Let $\mathcal{W}$ be a Weyl group, acting variously on a root system $\Phi$, the real vector space $V = \langle\Phi\rangle_{\mathbb{R}}$ in which they live, or the associated weight lattice $P \subset V$ (vectors on which the coroots $\Phi^\vee\subset V^\vee$ take integral values). There are two obvious "rings of invariants" we can associate to this situation:

The

**linear invariants**: here $\mathcal{W}$ is seen as acting on $V$ as a group of $\mathbb{R}$-linear transformations, so it also acts on the set $\mathbb{C}[V] := \mathrm{Sym}(V^\vee_{\mathbb{C}})$ of polynomials on $V$, and the ring $\mathbb{C}[V]^{\mathcal{W}}$ is the set of invariants for this action.The

**multiplicative**(or**exponential**) invariants: here, $\mathcal{W}$ is seen as acting on $P$ as a group of $\mathbb{Z}$-linear transformations, and this time we consider $P$ as the set of monomials on the group algebra (an algebra of Laurent series), $\mathbb{C} P$, and we consider the ring $(\mathbb{C}P)^{\mathcal{W}}$ of invariants. (Sometimes this is written with the same bracket notation, but I think this is really*too*confusing.)

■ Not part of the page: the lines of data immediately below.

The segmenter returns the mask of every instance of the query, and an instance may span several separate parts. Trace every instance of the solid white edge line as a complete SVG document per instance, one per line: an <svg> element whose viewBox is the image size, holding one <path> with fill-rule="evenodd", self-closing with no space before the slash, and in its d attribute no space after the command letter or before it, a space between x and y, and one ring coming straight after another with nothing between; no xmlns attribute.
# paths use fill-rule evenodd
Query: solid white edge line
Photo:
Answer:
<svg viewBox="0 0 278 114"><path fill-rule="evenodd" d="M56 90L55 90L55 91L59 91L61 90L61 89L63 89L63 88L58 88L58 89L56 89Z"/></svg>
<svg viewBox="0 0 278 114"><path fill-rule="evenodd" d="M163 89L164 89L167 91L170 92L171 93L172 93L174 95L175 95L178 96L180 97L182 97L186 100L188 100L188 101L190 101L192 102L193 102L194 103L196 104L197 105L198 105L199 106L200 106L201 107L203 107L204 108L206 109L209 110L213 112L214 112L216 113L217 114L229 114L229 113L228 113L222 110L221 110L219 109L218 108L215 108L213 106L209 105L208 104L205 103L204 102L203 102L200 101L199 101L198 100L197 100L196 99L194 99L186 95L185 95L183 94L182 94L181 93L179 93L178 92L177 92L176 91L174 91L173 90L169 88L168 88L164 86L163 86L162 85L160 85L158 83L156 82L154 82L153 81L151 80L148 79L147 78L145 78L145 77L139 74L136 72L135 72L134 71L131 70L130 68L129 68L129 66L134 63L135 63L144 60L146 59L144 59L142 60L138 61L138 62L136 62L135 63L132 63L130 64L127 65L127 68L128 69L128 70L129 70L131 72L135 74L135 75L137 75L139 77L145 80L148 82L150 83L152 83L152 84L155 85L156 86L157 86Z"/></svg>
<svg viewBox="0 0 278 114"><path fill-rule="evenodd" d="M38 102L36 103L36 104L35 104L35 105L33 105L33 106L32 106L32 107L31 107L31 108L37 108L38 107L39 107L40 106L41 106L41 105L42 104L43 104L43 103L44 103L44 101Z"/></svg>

Both occur in the context of Lie algebras. If $V_{\mathbb{C}} = \mathfrak{h}^\vee$ is the dual of the Cartan algebra of a semisimple Lie algebra $\mathfrak{g}$, then $\mathbb{C}[V]^{\mathcal{W}} = \mathrm{Sym}(\mathfrak{h})^{\mathcal{W}}$ is the source of the Harish-Chandra isomorphism, whereas $(\mathbb{C}P)^{\mathcal{W}}$ is the ring in which formal characters of finite dimensional representations of $\mathfrak{g}$ live.

Furthermore, in the situation considered above, both turn out to be, in fact, isomorphic to polynomial rings: for the ring of linear invariants, this is the Shephard-Todd-Chevalley theorem because $\mathcal{W}$ is generated by reflections, whereas for multiplicative invariants the fact is attributed to Bourbaki (Bourbaki, LIE, VI, §3, nº4, théorème 1; cf. Lorenz, *Multiplicative Invariant Theory* (Springer 2005, EMS 135), theorem 3.6.1). So, in fact, the two are isomorphic. But:

**Question:** are they isomorphic in a "nice" way? Or is there some other easily described relation between the two?

(I realize that my question might be a little bit vague, but really, what I'm trying to get is a feel of why the two occur, why they look so similar, and, if possible, how not to get the two mixed up. Any indication on where both might occur side by side in a book or course would be welcome.)